Only when management is unable to deliver real results to investors do they fall back on saying, “Look, we’re all working passionately, we’re doing 996!” The implicit message is: “Even though I’m incapable, we’re working hard—please keep investing in us.” It’s a methodology of working for performance theater, not actual productivity.

I’ve worked as a professional executive in China for over 20 years. From 2000 to 2008, I grew in foreign enterprises. After 2010, I joined Chinese internet companies and worked with many firms, mainly focusing on IT governance to meet IPO-level audit requirements.

One principle has remained consistent throughout my career:

Overtime is a sign of managerial failure. And when a company turns overtime into culture, it is collective incompetence—from the organization and its leadership. That should be a source of shame.

When I began working in Chinese internet companies around 2010, leadership both appreciated my capabilities and deeply resented my foreign-corporate mindset.
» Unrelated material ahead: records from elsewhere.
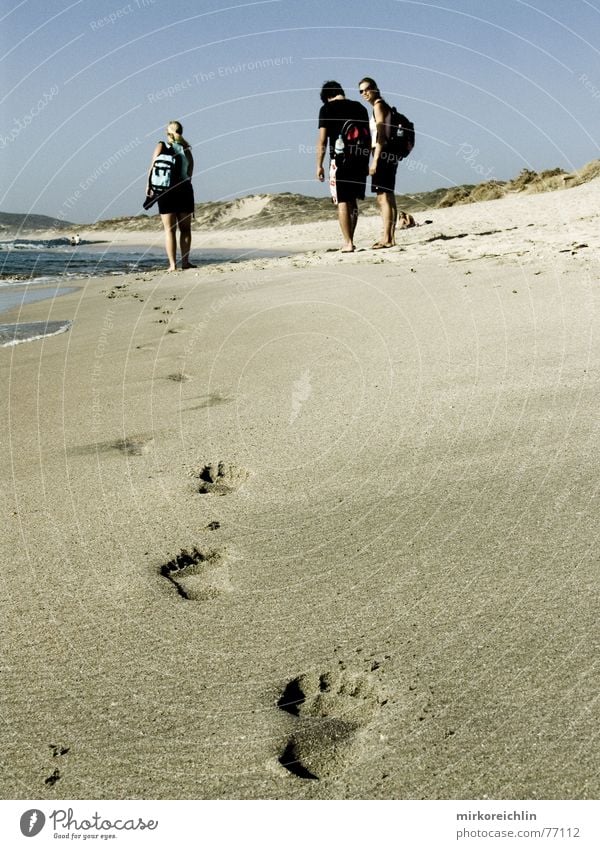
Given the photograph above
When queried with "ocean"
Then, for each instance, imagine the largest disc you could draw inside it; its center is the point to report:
(37, 269)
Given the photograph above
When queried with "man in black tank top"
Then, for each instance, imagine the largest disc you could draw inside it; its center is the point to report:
(350, 178)
(384, 166)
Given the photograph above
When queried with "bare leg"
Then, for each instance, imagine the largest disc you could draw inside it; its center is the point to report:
(389, 214)
(185, 238)
(347, 215)
(170, 224)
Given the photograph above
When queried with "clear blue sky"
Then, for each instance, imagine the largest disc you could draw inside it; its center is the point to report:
(493, 86)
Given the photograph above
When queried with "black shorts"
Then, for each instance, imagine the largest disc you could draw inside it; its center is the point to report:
(179, 200)
(384, 178)
(350, 183)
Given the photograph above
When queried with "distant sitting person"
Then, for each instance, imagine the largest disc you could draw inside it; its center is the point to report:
(176, 204)
(405, 220)
(347, 178)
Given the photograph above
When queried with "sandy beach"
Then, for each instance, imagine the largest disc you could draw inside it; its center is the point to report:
(314, 527)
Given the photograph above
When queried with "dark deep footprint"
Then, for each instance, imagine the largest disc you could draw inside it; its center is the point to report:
(198, 575)
(221, 478)
(332, 708)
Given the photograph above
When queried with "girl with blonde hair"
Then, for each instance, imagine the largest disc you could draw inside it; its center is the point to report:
(176, 205)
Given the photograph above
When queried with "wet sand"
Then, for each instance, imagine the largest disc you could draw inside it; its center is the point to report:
(318, 527)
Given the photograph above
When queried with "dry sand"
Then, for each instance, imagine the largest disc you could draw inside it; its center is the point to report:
(363, 487)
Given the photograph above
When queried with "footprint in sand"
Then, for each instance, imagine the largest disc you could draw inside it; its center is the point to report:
(179, 377)
(198, 575)
(134, 445)
(332, 708)
(221, 478)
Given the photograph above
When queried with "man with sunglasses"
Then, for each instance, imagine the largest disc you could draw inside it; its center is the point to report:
(384, 165)
(349, 178)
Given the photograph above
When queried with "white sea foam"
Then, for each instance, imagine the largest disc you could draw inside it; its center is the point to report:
(14, 334)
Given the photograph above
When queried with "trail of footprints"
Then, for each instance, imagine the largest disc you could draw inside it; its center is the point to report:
(201, 574)
(331, 708)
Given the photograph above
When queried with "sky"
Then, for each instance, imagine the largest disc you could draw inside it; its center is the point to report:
(492, 86)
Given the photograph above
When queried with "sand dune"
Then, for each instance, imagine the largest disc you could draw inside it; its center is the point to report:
(335, 537)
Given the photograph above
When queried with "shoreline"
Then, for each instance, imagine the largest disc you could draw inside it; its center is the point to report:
(363, 483)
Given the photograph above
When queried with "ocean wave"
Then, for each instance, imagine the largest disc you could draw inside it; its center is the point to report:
(15, 334)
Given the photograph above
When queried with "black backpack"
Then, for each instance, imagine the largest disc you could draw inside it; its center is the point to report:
(356, 138)
(402, 135)
(166, 170)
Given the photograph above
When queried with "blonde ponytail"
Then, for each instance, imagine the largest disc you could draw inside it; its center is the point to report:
(174, 131)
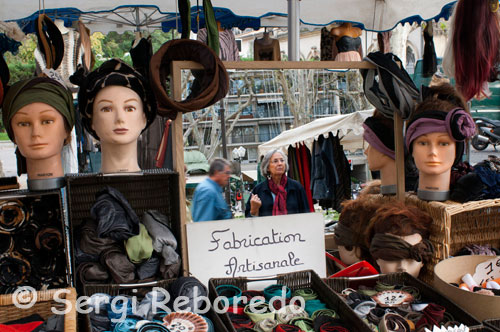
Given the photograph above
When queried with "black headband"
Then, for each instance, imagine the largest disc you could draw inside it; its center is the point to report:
(113, 72)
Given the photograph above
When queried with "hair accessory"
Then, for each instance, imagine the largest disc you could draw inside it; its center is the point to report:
(392, 298)
(185, 321)
(306, 293)
(277, 290)
(232, 293)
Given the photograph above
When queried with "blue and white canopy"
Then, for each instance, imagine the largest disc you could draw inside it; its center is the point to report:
(114, 15)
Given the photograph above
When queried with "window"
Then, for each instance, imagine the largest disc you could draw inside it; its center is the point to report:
(243, 135)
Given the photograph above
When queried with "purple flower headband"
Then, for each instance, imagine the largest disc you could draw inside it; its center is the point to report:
(457, 123)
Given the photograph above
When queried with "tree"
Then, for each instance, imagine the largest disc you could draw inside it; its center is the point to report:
(213, 116)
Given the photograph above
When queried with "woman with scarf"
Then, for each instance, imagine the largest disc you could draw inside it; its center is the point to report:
(38, 115)
(278, 195)
(117, 105)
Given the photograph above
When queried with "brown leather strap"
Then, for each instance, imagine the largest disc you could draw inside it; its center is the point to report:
(87, 49)
(213, 80)
(50, 41)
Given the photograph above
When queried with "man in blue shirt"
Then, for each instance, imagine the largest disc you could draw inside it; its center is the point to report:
(208, 203)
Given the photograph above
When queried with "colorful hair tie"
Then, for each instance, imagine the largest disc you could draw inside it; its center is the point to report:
(232, 293)
(324, 312)
(314, 305)
(304, 323)
(289, 312)
(277, 290)
(258, 311)
(266, 325)
(286, 328)
(306, 293)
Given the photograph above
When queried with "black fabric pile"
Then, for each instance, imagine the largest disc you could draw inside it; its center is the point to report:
(100, 243)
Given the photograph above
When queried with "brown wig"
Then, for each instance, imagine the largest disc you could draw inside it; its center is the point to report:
(399, 219)
(475, 39)
(444, 98)
(356, 215)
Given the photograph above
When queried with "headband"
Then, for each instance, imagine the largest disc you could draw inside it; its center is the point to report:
(380, 137)
(113, 72)
(33, 90)
(457, 123)
(393, 248)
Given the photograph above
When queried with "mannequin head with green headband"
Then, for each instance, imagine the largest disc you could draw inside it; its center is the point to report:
(38, 115)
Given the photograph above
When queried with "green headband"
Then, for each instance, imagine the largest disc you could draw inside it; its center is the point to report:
(37, 90)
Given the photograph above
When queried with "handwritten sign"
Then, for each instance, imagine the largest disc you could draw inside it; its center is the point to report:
(256, 247)
(487, 271)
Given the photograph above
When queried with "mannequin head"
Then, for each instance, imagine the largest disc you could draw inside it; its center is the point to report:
(117, 105)
(118, 116)
(349, 232)
(399, 234)
(39, 117)
(380, 155)
(436, 133)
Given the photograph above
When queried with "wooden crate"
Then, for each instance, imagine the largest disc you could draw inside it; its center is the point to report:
(45, 301)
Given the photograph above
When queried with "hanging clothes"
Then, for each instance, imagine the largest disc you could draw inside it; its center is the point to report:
(327, 44)
(305, 157)
(330, 173)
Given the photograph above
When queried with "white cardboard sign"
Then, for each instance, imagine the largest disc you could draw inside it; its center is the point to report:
(256, 247)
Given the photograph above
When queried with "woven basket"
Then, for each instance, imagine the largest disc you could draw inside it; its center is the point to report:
(150, 190)
(494, 324)
(43, 305)
(427, 293)
(456, 225)
(294, 280)
(137, 290)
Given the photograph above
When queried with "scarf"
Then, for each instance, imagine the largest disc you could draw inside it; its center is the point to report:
(279, 206)
(39, 89)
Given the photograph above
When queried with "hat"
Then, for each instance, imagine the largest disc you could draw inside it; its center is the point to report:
(33, 90)
(211, 84)
(113, 72)
(140, 247)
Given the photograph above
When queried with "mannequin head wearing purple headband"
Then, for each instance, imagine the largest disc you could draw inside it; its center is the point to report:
(435, 135)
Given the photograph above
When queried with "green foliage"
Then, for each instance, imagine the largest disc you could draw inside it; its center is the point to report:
(104, 47)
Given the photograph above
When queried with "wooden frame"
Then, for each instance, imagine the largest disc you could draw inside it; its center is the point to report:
(178, 149)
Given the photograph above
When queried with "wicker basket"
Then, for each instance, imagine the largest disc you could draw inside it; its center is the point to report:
(426, 292)
(43, 305)
(137, 290)
(150, 190)
(294, 280)
(494, 324)
(456, 225)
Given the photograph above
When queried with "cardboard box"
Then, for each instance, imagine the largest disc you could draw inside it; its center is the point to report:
(451, 270)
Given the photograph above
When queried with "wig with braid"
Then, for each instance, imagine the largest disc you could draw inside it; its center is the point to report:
(476, 36)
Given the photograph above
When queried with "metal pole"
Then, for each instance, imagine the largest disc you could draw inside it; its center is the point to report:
(293, 30)
(224, 148)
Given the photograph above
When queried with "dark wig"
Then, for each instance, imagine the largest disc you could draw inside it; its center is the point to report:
(476, 37)
(399, 219)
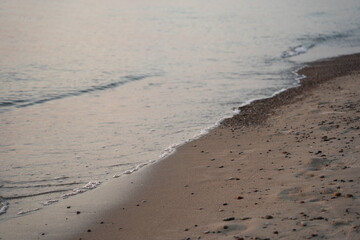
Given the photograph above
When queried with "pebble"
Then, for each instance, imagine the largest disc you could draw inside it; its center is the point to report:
(337, 194)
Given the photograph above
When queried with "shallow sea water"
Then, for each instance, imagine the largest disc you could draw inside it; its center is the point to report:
(92, 90)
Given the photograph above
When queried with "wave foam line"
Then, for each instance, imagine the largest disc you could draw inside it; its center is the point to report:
(90, 185)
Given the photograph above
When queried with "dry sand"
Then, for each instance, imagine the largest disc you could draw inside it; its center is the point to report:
(284, 169)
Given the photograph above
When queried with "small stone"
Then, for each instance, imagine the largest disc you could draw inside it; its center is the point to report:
(337, 194)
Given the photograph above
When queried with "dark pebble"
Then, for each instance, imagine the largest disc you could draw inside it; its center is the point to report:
(337, 194)
(229, 219)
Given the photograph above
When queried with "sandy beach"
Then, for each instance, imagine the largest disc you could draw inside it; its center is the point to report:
(285, 168)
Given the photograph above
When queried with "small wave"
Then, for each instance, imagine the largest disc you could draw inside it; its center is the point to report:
(28, 211)
(22, 103)
(34, 195)
(130, 171)
(3, 206)
(49, 202)
(90, 185)
(40, 185)
(312, 41)
(294, 51)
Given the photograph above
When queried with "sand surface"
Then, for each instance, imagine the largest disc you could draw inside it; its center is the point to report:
(284, 168)
(290, 172)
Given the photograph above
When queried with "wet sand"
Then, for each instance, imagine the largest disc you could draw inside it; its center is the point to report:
(285, 168)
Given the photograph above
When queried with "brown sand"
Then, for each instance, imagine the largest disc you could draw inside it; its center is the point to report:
(291, 173)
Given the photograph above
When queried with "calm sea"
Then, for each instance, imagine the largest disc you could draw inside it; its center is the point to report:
(91, 90)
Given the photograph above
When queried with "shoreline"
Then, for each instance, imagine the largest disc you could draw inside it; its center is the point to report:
(202, 191)
(146, 188)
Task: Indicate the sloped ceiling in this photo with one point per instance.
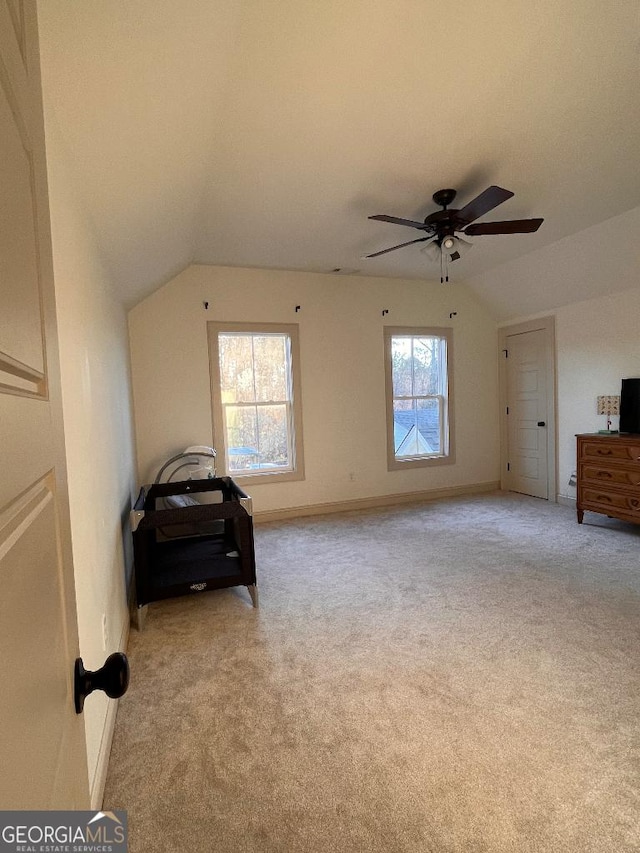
(263, 133)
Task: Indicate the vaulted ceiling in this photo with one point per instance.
(263, 133)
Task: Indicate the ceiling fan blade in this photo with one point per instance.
(393, 248)
(486, 201)
(397, 221)
(512, 226)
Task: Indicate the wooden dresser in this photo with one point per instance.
(609, 475)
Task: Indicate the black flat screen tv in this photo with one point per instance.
(630, 406)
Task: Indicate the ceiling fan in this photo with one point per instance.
(442, 227)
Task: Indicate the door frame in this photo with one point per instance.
(548, 326)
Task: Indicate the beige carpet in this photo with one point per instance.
(457, 676)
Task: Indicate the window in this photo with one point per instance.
(418, 387)
(256, 399)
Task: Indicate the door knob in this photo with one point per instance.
(113, 678)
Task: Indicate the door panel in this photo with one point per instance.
(527, 406)
(42, 748)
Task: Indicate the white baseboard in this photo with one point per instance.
(102, 765)
(374, 502)
(565, 500)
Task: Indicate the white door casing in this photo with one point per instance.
(528, 409)
(42, 743)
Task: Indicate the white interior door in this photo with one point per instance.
(527, 413)
(42, 747)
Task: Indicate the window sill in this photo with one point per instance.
(261, 478)
(425, 462)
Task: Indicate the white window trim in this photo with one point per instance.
(448, 455)
(214, 328)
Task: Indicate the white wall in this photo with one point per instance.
(98, 436)
(597, 336)
(342, 368)
(598, 345)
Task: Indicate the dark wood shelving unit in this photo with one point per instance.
(182, 550)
They felt I always touched their most painful nerve: that 996 is a mark of failure. They found it hard to work with me because I always structured everything with clarity, and what they hated most was clarity. I spoke in logic and market truths; they hated that, always insisting they were “crossing the river by feeling the stones.”

So when I see Silicon Valley now embracing 996, I know this is the final straw for the AI bubble:

When people start working for the performance, not for the purpose, the collapse is already on its way.